P-22 - These scopes appear to be built on the Nikon Prostaff series of riflescopes, which recently went through a major update. Like the updated Prostaff series this scope features zero reset turrets, so you can sight in your rifle then lift and rotate the turrets back to the starting position so future windage and elevation adjustments will begin at zero.


2-7x32 – Nikon’s initial offering is a 2-7x32mm configuration which is built on a standard 1” main tube. The Nikon P22 is set parallax free at 50 yards, and features tactical style finger adjustable windage and elevation turrets. These riflescopes come in a matte black finish and can be had with either a NikoPlex reticle with Rapid Action Turrets or a rimfire calibrated BDC 150 reticle.


Dial In Reticle – The Nikon P-22 version that utilizes a NikoPlex reticle (duplex) comes with two calibrated elevation dials, one for use with standard velocity .22 ammo, and the other for use with high velocity .22 ammo. Basically with this method you sight in at 50 yards and then when you want to shot farther you simply twist the elevation dial to the corresponding distance out to 150 yards.


Nikon BDC 150 – The version with the BDC 150 reticle still utilizes a 50 yards sight in but features four hold over circles for aiming points out to 150 yards. So instead of rotating the elevation dial like the other model here you just center the target in the circle that corresponds best to the distance you are shooting. The BDC appears to be based on high velocity .22 ammo; however, you can use the Nikon Spot On Tool on their website to customize it to your setup and load.

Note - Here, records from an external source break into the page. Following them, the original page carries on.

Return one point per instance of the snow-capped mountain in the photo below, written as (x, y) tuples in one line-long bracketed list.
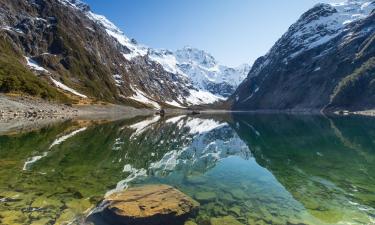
[(211, 81), (202, 69), (77, 54), (311, 65)]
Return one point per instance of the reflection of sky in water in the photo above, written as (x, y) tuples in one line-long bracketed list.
[(259, 169)]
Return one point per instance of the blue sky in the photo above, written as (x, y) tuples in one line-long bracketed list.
[(233, 31)]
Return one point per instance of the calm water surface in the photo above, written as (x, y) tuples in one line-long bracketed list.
[(259, 169)]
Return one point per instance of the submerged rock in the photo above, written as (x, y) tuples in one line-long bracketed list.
[(205, 196), (226, 220), (152, 204)]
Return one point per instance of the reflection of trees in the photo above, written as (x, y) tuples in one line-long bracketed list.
[(314, 159)]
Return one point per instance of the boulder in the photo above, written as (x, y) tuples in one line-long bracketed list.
[(226, 220), (151, 204)]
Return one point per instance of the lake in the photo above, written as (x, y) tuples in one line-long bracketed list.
[(257, 169)]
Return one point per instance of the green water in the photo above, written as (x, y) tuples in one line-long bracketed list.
[(257, 169)]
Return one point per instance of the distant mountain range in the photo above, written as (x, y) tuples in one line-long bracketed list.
[(325, 61), (77, 54), (61, 50)]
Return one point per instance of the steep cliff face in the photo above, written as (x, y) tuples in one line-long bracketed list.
[(59, 49), (324, 61), (204, 71)]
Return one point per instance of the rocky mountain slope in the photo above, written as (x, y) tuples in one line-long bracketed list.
[(60, 49), (325, 61), (205, 72)]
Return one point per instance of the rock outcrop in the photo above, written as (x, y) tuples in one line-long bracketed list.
[(151, 204), (324, 62)]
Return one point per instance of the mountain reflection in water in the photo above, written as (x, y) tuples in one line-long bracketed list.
[(260, 169)]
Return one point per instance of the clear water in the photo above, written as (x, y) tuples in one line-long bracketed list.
[(258, 169)]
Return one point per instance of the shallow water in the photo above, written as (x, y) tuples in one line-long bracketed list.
[(259, 169)]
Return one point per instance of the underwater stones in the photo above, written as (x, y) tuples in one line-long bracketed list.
[(238, 194), (190, 223), (205, 196), (226, 220), (151, 204), (196, 179), (44, 202), (235, 210)]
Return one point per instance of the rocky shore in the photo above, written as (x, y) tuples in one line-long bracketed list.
[(24, 113)]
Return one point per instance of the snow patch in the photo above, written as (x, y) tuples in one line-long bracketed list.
[(199, 126), (35, 66), (66, 137), (66, 88), (140, 96), (141, 127), (200, 97), (175, 119)]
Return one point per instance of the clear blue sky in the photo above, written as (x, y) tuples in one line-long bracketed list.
[(233, 31)]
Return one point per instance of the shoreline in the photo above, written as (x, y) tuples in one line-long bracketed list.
[(24, 113)]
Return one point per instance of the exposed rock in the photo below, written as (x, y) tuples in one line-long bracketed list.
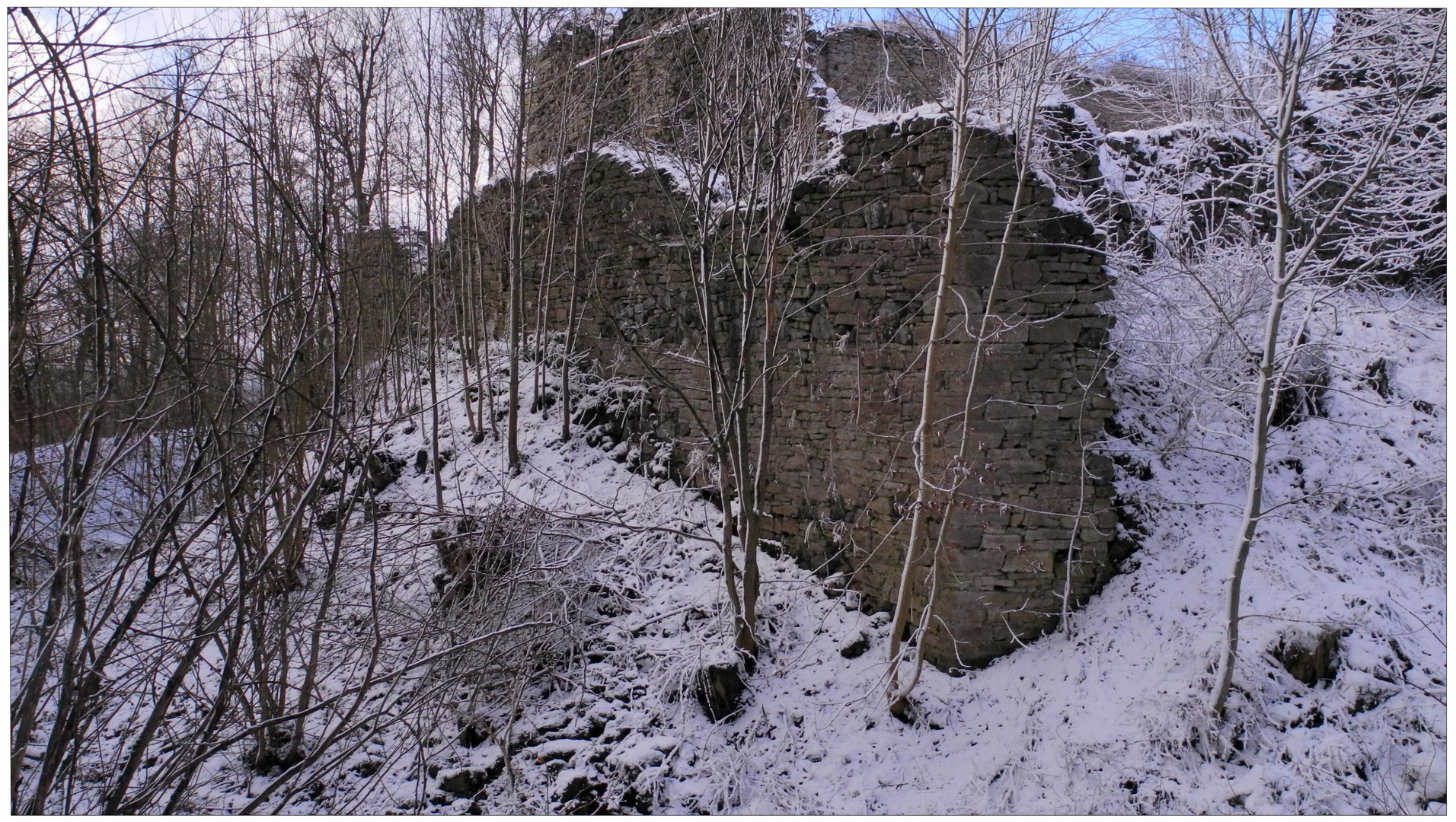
[(855, 646), (718, 687), (380, 470), (1311, 659), (471, 782)]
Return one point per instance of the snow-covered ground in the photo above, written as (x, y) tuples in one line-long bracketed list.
[(1108, 721)]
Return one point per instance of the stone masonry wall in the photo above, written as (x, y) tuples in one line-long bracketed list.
[(880, 67), (857, 309)]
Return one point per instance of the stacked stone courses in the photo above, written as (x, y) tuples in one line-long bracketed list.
[(858, 288)]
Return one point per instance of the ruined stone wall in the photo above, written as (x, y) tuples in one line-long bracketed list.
[(880, 67), (858, 290)]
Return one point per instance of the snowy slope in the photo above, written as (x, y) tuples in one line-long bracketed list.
[(1108, 721)]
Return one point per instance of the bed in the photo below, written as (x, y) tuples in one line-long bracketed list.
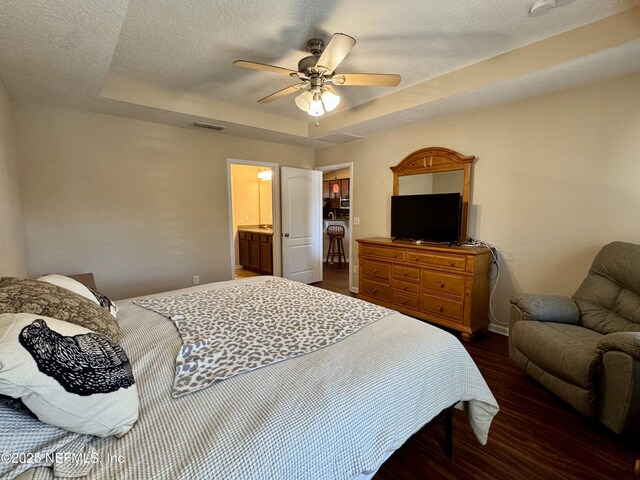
[(336, 413)]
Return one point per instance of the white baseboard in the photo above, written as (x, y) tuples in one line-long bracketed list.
[(501, 329)]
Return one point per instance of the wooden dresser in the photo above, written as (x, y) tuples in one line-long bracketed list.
[(448, 286)]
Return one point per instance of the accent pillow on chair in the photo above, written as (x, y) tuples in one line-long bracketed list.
[(67, 375), (24, 295), (81, 289)]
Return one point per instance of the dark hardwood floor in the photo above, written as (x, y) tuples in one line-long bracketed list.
[(534, 436)]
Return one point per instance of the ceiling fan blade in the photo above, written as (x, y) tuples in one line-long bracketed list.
[(335, 51), (282, 93), (264, 66), (367, 79)]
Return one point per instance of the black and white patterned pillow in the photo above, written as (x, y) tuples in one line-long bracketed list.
[(67, 375), (81, 289)]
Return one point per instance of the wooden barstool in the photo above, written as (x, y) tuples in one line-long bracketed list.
[(336, 234)]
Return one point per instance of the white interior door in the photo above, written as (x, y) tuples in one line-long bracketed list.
[(301, 224)]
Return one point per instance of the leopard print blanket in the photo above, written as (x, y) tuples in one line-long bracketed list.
[(232, 330)]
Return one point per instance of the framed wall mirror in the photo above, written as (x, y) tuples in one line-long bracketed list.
[(436, 170)]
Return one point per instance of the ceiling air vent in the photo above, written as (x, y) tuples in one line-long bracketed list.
[(208, 125), (340, 138)]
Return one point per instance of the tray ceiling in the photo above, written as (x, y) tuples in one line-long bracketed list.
[(171, 61)]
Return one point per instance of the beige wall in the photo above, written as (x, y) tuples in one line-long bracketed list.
[(141, 205), (13, 257), (556, 178)]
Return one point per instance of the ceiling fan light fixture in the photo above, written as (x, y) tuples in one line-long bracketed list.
[(304, 100), (316, 108), (330, 101)]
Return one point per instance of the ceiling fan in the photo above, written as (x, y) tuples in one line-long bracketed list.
[(317, 75)]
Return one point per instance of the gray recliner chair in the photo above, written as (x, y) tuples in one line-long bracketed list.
[(586, 349)]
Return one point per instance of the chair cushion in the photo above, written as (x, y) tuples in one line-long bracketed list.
[(565, 351), (609, 298)]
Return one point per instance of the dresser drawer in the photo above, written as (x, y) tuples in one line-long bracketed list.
[(375, 289), (406, 273), (446, 308), (443, 282), (381, 252), (437, 259), (405, 287), (405, 300), (376, 269)]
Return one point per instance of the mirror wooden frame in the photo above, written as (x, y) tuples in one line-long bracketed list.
[(435, 160)]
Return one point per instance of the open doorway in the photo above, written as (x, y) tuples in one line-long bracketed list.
[(255, 241), (337, 194)]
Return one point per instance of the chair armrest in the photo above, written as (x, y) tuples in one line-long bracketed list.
[(627, 342), (545, 308)]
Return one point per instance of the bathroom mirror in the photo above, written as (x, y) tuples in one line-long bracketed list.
[(436, 170), (441, 182)]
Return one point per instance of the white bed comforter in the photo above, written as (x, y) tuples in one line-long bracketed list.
[(332, 414)]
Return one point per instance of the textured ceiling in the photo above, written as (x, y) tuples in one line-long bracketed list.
[(65, 52)]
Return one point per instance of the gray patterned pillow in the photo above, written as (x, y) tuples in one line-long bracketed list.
[(24, 295)]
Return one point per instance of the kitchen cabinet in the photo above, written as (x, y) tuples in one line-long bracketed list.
[(344, 187), (326, 191), (343, 190)]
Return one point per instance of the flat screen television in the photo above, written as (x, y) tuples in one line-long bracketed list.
[(432, 217)]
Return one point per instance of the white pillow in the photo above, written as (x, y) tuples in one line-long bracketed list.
[(81, 289), (67, 375)]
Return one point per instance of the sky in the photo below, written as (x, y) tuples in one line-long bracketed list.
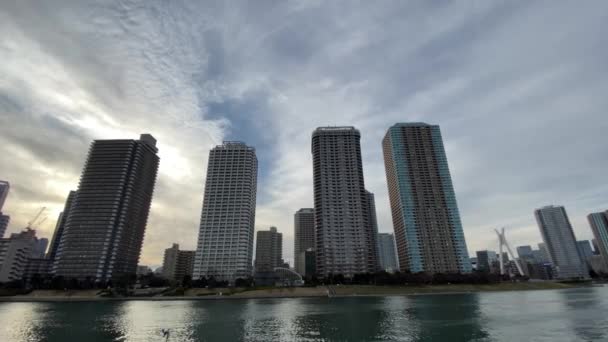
[(519, 89)]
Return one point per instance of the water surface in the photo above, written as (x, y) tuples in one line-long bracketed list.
[(555, 315)]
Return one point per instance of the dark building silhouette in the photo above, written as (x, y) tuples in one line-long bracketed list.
[(426, 220), (104, 230), (345, 238), (304, 237)]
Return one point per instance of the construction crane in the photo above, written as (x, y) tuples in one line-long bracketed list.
[(34, 222), (502, 241), (39, 223)]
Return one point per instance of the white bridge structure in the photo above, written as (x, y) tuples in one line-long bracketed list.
[(502, 242), (292, 277)]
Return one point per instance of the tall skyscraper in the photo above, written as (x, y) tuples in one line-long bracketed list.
[(559, 238), (15, 253), (268, 250), (599, 226), (225, 240), (60, 226), (345, 240), (4, 221), (425, 214), (4, 188), (387, 252), (104, 231), (304, 237)]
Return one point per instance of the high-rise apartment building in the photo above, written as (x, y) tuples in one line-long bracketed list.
[(426, 220), (15, 253), (225, 241), (599, 226), (104, 231), (560, 241), (4, 219), (170, 261), (4, 188), (304, 237), (60, 226), (387, 252), (268, 250), (373, 222), (345, 240)]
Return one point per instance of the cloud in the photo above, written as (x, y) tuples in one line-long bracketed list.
[(520, 100)]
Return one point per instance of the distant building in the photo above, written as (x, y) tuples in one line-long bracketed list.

Nikon P-22 Scope Key Information



Rimfire Scope


22LR Calibrated Scope

150 Yard Range

Set Parallax Free at 50 yards

Zero Reset Turrets


Configuration Competition

2-7 x 32mm

Rimfire Scopes


22 Scopes

Pros – While these scopes were designed primarily for use on an AR style rifle in .22 caliber there really should be no reason that they wouldn’t work very well on most .22 LR rifle, particularly the BDC 150 model which can be matched closely with your setup through the use of the Spot On program. A quick note when you customize your setup to the scope it, the circle remain the same as always however for example the 150 yards circle might now represent a 137 yards for your setup. The website gives corresponding distances to the circles based on your ammunition velocity and other factors. The Nikon P-22 scopes could extended the useful range of many .22LR rifles, meaning that it can take the guess work out of holding over on distance targets, and make hits more likely. While many .22 rifles are capable of great accuracy out to 150 yards, they often don’t get shot out at longer distances because there is a fair amount of bullet drop to compensate for which adds to the difficultly of making distant shots.


Cons – While the P-22 scopes will probably be tough to get for awhile, and prices may come down, it appears initially that both of these models might be selling for around $180. While the P-22 appears to be a well thought out scope with it roots in the proven design of the M-223 and features of the Prostaff line, a price tag approaching $200 will turn off many shooters, again these are early pricing figures and actual prices may settle higher or lower. Perhaps this is why Nikon is specifying that the P-22 is for the tactical .22 AR style rifles as that type of rifle is generally relatively expensive when compared to something like a Ruger 10/22. That’s not to say that they aren't worth $180-$200, just that a lot of rimfire shooters wouldn’t spend that on a rimfire scope; however there are a lot that probably will.




The Nikon P-22 scope is an innovative optic that will probably find good success with the .22LR community; however, pricing might prove to be an issue at least until the smoke clears and they become widely available. Overall, Nikon does indeed appear to have a winning recipe with the caliber specific elevation dials and customized BDC reticles. Those who like the idea of this scope might want to get on a waiting list, or Pre-Order from your favorite retailer as these will probably be difficult to get for awhile.